Soon, Gmail’s AI Could Reply to Your Email for You
- According to the Wired, ever wished your phone could automatically reply to your email messages? Well, Google just unveiled technology that’s at least moving in that direction. Using what’s called “deep learning”—a form of artificial intelligence that’s rapidly reinventing a wide range of online services—the company is beefing up its Inbox by Gmail app so that it can analyze the contents of an email and then suggest a few (very brief) responses. The idea is that you can rapidly respond to someone while on the go—without having to manually tap a fresh message into your smartphone keyboard.
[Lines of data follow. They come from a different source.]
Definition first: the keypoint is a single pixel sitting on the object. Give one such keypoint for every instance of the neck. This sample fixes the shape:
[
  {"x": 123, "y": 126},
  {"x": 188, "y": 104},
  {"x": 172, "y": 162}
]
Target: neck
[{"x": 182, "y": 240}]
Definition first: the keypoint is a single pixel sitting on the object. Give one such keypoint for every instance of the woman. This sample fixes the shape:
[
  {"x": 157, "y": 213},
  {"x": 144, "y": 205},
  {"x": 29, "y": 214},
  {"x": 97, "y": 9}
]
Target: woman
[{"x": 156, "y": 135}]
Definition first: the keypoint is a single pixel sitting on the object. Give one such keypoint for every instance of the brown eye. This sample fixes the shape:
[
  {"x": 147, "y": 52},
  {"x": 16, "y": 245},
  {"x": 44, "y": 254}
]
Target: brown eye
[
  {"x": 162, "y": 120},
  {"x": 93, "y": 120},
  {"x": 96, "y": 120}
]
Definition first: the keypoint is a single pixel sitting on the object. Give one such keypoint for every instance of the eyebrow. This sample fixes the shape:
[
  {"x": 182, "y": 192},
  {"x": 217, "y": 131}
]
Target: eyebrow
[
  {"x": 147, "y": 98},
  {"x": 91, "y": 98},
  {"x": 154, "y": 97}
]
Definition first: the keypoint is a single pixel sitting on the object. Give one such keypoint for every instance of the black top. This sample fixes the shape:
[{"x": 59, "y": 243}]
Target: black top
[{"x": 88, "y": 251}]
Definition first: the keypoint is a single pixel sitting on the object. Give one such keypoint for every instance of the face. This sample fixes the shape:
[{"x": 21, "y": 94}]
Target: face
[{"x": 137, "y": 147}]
- Dubbed Smart Reply, the system learns to generate appropriate replies by analyzing scads of email conversations from across Google’s Gmail service, the world’s most popular internet-based email system. A deep learning service feeds information into what’s called a neural network—a vast network of machines that approximates the web of neurons in the human brain—and this neural network analyzes the information in order to “learn” a particular task. By analyzing thousands of cat photos, for instance, a neural net can learn to identify a cat. By analyzing a database of spoken words, it can learn to recognize the commands you speak into your smartphone. In this case, the system learns to compose email replies by analyzing real-world email conversations.